Costoro hanno scritto venerdì una lettera in cui hanno spiegato cosa intendono fare dell’assetto occupazionale del gruppo a fronte dell’annunciato investimento di circa 2 miliardi e mezzo fra risanamento industriale e piano industriale.

Ebbene, secondo i nuovi padroni, 4 mila dei 14 mila dipendenti sparsi per l’Italia sono in esubero e se ne dovranno andare.

A Taranto ne resteranno 7.600 su quasi 11 mila, a Genova 900 su 1.500, a Novi Ligure torneranno al lavoro in 700, meno della metà dell’organico attuale, mentre poche decine rimarranno in attività nei rimanenti stabilimenti.

Ma il taglio dei posti di lavoro non si esaurisce con questa sforbiciata perché il cosiddetto cronoprogramma aziendale prevede che nei prossimi anni, a regime, l’occupazione calerà a 8.480 dipendenti.

Inoltre, secondo Marcegaglia e soci il rapporto di lavoro sarà nuovo ad ogni effetto, dunque saranno cancellate le voci retributive relative agli accordi aziendali e saranno azzerati gli scatti di anzianità, con un salasso della busta paga tra il 20 e il trenta per cento.

E non è finita qui, perché trattandosi di nuovi rapporti di lavoro, secondo quanto prevede il Jobs act, i lavoratori non saranno più protetti dall’articolo 18 dello Statuto dei lavoratori, con la conseguenza che ove fossero individualmente licenziati, anche senza giusta causa o giustificato motivo, sarebbero cacciati con l’accompagnamento di una misera mancia, visto che la nuova normativa prevede il solo indennizzo di due mensilità per ogni anno di servizio prestato.

E poiché Am InvestCo – questo il nome della nuova cordata – è una nuova società, questa potrà utilizzare ex-novo tutto il pacchetto della cassa integrazione previsto dalla legge, avvalendosi di un ulteriore, straordinario polmone di flessibilità.

Ma che cosa ne sarà dei lavoratori in eccedenza?

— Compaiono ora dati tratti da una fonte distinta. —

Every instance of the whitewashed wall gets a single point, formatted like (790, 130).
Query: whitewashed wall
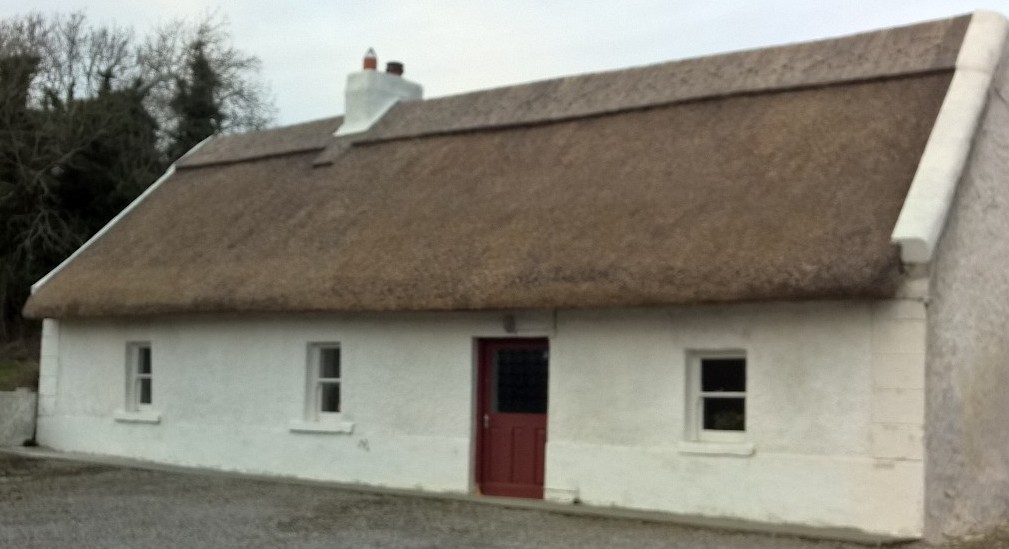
(227, 390)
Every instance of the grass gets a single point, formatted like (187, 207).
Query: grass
(18, 364)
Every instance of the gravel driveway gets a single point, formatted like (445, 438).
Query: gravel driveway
(58, 504)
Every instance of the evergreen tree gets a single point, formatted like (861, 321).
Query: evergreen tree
(90, 116)
(196, 106)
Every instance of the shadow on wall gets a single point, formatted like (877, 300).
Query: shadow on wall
(17, 417)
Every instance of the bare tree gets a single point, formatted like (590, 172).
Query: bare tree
(86, 124)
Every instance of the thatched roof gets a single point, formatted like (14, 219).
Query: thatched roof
(620, 189)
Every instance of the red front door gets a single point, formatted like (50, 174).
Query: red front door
(512, 417)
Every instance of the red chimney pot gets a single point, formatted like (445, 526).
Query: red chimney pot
(370, 60)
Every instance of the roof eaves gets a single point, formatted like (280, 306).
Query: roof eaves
(125, 212)
(930, 196)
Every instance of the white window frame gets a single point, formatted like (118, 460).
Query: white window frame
(135, 377)
(315, 420)
(133, 410)
(695, 399)
(317, 381)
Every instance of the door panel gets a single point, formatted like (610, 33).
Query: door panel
(512, 417)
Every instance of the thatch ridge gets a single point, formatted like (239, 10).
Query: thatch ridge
(922, 47)
(308, 136)
(775, 196)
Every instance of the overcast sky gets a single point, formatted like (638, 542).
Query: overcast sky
(450, 46)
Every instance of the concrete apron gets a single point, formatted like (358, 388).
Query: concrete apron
(732, 525)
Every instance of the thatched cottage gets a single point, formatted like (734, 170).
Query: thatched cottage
(770, 286)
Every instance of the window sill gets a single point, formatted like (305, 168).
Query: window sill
(321, 427)
(138, 416)
(742, 449)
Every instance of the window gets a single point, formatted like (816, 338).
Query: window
(140, 375)
(324, 378)
(324, 411)
(139, 386)
(717, 383)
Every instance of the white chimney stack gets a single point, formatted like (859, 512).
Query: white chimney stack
(370, 93)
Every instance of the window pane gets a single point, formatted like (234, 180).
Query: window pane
(143, 359)
(724, 414)
(330, 362)
(330, 399)
(144, 391)
(723, 374)
(521, 381)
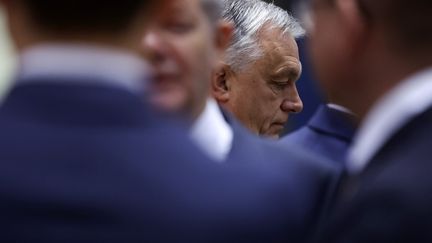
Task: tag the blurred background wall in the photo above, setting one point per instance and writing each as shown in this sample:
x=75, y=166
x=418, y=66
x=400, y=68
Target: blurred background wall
x=7, y=56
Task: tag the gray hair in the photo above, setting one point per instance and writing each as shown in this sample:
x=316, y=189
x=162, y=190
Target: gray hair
x=213, y=9
x=248, y=17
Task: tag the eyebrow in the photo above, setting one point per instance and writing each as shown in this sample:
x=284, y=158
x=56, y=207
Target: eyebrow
x=287, y=71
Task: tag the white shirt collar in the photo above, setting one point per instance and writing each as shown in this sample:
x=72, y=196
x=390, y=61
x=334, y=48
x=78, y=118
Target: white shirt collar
x=84, y=62
x=212, y=133
x=390, y=114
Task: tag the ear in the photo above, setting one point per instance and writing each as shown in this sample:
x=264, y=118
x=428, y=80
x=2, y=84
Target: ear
x=224, y=32
x=355, y=24
x=221, y=83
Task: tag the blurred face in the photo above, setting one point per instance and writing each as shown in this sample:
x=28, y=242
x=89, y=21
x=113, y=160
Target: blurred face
x=181, y=46
x=264, y=94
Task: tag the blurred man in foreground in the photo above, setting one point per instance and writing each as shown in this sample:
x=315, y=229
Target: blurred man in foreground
x=82, y=159
x=256, y=80
x=184, y=43
x=377, y=55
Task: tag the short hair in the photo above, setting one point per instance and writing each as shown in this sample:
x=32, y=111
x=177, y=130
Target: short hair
x=71, y=16
x=248, y=17
x=213, y=9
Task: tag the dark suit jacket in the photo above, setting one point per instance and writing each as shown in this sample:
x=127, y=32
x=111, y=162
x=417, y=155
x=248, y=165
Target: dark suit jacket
x=328, y=133
x=90, y=163
x=312, y=179
x=391, y=200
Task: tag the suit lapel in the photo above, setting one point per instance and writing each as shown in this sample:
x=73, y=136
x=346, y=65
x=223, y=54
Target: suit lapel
x=333, y=122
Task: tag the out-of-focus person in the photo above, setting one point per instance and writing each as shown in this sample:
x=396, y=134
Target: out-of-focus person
x=83, y=158
x=7, y=57
x=376, y=56
x=257, y=78
x=184, y=44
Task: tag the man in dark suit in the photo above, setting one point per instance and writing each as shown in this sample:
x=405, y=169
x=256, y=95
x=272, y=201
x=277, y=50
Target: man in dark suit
x=328, y=133
x=82, y=158
x=380, y=66
x=184, y=54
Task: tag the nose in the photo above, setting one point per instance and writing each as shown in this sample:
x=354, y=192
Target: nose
x=292, y=103
x=153, y=47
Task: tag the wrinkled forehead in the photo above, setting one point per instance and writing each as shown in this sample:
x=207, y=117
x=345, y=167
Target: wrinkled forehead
x=275, y=41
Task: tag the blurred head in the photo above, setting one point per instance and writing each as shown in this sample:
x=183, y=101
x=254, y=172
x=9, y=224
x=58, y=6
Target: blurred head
x=362, y=48
x=257, y=79
x=109, y=22
x=183, y=44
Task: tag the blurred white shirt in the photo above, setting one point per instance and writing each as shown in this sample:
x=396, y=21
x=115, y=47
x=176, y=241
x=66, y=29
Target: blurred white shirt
x=89, y=63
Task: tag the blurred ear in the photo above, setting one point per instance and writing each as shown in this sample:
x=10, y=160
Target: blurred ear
x=355, y=25
x=221, y=83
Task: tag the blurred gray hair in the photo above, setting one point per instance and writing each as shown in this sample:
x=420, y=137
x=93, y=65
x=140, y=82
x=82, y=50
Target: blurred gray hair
x=248, y=17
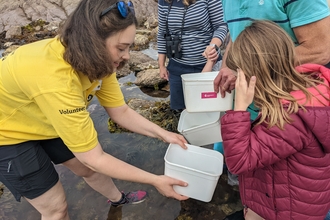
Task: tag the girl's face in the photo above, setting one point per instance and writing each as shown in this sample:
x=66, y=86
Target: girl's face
x=118, y=45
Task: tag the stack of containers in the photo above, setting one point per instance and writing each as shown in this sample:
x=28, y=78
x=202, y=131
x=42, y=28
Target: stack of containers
x=199, y=123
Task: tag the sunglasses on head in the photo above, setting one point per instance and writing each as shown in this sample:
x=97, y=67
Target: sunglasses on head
x=122, y=7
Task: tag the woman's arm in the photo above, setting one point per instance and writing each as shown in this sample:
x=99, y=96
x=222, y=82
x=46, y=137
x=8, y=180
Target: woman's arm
x=101, y=162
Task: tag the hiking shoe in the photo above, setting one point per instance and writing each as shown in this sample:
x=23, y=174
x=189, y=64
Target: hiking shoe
x=239, y=215
x=130, y=198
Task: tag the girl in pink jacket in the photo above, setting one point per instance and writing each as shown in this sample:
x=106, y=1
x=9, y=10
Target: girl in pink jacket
x=283, y=157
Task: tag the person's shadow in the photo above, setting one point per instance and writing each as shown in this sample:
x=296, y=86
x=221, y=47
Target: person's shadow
x=115, y=213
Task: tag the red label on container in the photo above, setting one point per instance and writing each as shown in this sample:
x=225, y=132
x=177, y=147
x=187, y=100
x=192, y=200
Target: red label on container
x=209, y=95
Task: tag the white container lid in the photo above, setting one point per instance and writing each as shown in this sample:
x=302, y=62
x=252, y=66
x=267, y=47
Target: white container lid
x=195, y=158
x=196, y=77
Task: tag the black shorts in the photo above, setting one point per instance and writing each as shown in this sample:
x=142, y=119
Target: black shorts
x=27, y=169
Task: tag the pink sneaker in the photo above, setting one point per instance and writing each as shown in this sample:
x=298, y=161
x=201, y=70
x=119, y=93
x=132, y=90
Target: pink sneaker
x=130, y=198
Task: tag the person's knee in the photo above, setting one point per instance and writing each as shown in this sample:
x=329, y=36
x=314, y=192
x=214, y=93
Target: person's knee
x=84, y=172
x=78, y=168
x=58, y=211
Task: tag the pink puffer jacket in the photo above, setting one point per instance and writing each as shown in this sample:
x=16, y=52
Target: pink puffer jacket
x=282, y=174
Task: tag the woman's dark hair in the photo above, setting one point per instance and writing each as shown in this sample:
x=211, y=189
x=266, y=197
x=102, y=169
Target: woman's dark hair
x=84, y=34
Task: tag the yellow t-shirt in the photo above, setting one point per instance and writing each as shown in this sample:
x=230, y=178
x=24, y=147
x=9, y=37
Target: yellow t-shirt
x=43, y=97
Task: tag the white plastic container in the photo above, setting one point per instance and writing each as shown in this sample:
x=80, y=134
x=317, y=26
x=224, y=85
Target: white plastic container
x=200, y=128
x=199, y=95
x=199, y=167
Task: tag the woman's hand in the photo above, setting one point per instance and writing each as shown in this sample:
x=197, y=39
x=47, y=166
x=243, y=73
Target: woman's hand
x=211, y=53
x=165, y=184
x=163, y=73
x=174, y=138
x=224, y=81
x=244, y=93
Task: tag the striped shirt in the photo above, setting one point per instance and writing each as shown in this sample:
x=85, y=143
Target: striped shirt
x=286, y=13
x=203, y=21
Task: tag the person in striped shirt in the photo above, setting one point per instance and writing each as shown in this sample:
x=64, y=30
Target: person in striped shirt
x=200, y=27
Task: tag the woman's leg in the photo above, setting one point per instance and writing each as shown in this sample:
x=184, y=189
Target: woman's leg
x=99, y=182
x=27, y=171
x=52, y=204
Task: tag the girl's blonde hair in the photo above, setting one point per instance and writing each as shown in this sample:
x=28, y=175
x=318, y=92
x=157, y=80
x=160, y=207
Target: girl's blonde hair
x=265, y=50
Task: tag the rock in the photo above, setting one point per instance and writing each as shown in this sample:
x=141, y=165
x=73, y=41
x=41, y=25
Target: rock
x=150, y=78
x=13, y=31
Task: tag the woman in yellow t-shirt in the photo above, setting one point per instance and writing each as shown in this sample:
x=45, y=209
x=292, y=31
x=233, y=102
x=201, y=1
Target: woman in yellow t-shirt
x=45, y=87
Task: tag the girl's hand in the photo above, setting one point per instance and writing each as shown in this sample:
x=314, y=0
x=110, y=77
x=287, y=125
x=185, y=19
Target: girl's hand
x=163, y=73
x=211, y=53
x=165, y=184
x=174, y=138
x=244, y=93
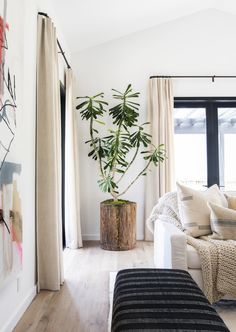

Semplice: resteranno in collo alla vecchia Ilva in amministrazione controllata, in regime di cassa integrazione “a perdere”.
Il costo dell’ammortizzatore sociale sarà a dunque a carico dei cittadini, perché nulla dev’essere imputato alla nuova azienda, beatificata come “salvatrice”, in base all’aureo principio del capitalismo da rapina che impone che si privatizzano i profitti e si socializzano le perdite.

E i sindacati? Il confronto riparte oggi, a Roma, presso il ministero dello sviluppo economico, con i lavoratori in sciopero in tutte le sedi dell’Ilva. Ma occorrerà una rivolta per fare del confronto una trattativa vera e non una farsa dall’esito annunciato.